Of course, there's also Bryce Harper, the uber-catcher from Las Vegas HS in Nevada. No, he's not eligible for the 2010 draft right now, but when he exploded on to the national scene last summer at the Area Code Games, scouts started talking about the idea of him getting his high school diploma early and coming out in 2010 instead of 2011. If Harper does this -- his family has acknowledged that they're considering the option -- he'd be the clear No. 1 overall pick that the '10 draft pool currently lacks. It would also move him out of a very competitive 2011 pool into one where he'd be the undisputed big fish. Harper is a five-tool catcher with absurd bat speed and control, great power for his age, above-average speed, a plus arm and good receiving skills and energy. At those Area Code Games, he stole the show with every at-bat despite being two years younger than almost every pitcher he faced.
High school arms
Top names: A.J. Cole (RHP, Oveido HS, Fla.); Jameson Taillon (RHP, The Woodlands HS, Spring, Texas); Stetson Allie, (RHP/SS, St. Edward HS, Cleveland); Zach Lee (RHP, McKinney HS, Texas); Justin O'Connor (RHP/SS, Cowan HS, Ind.); Kevin Gausman (RHP, Grandview HS, Aurora, Colo.); Rudy Acosta (RHP, Mount Miguel HS, San Diego); Cam Bedrosian (RHP, East Coweta HS, Sharpsburg, Ga.).

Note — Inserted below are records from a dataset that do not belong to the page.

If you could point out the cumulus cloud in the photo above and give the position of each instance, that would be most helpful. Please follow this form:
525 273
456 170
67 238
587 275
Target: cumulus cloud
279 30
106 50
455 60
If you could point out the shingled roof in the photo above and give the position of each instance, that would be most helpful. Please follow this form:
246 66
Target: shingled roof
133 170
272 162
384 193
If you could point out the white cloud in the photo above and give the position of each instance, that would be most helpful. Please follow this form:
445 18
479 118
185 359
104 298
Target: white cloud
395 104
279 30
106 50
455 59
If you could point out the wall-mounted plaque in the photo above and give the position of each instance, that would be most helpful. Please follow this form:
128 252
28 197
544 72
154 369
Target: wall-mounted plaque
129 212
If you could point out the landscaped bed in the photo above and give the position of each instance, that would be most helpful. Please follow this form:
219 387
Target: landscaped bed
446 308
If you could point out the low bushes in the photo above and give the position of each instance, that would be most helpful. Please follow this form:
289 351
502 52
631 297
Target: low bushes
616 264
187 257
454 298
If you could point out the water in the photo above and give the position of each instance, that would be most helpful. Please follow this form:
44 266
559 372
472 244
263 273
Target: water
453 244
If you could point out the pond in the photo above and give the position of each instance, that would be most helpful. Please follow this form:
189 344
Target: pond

The 2010 prep arms have a lot of hard throwers -- more than we had in '09 and on par with the bumper crop of 2007. Cole is the jewel of the class right now, sitting 93 to 96 mph by the end of the season with some projection left in his body. Lee's status depends on whether he wants to play baseball or go to college and play football; he is, of course, a great athlete with a big arm. O'Connor has touched 96 and struck out 14 straight batters in a postseason game last week, but he also has first-round potential as a power-hitting shortstop. Allie is a showcase legend who is also a prospect as a shortstop with a strong and quick swing. Bedrosian also has a big arm but also may have gotten a head start on other prospects in the class because of his father, former big league reliever Steve Bedrosian. High school pitching is the most volatile group of the four between injuries and the sudden changes in velocity (usually up, but sometimes down) that go along with the physical maturation of teenage arms, so it wouldn't be a surprise to see this list turn out to be the least complete of the quartet here.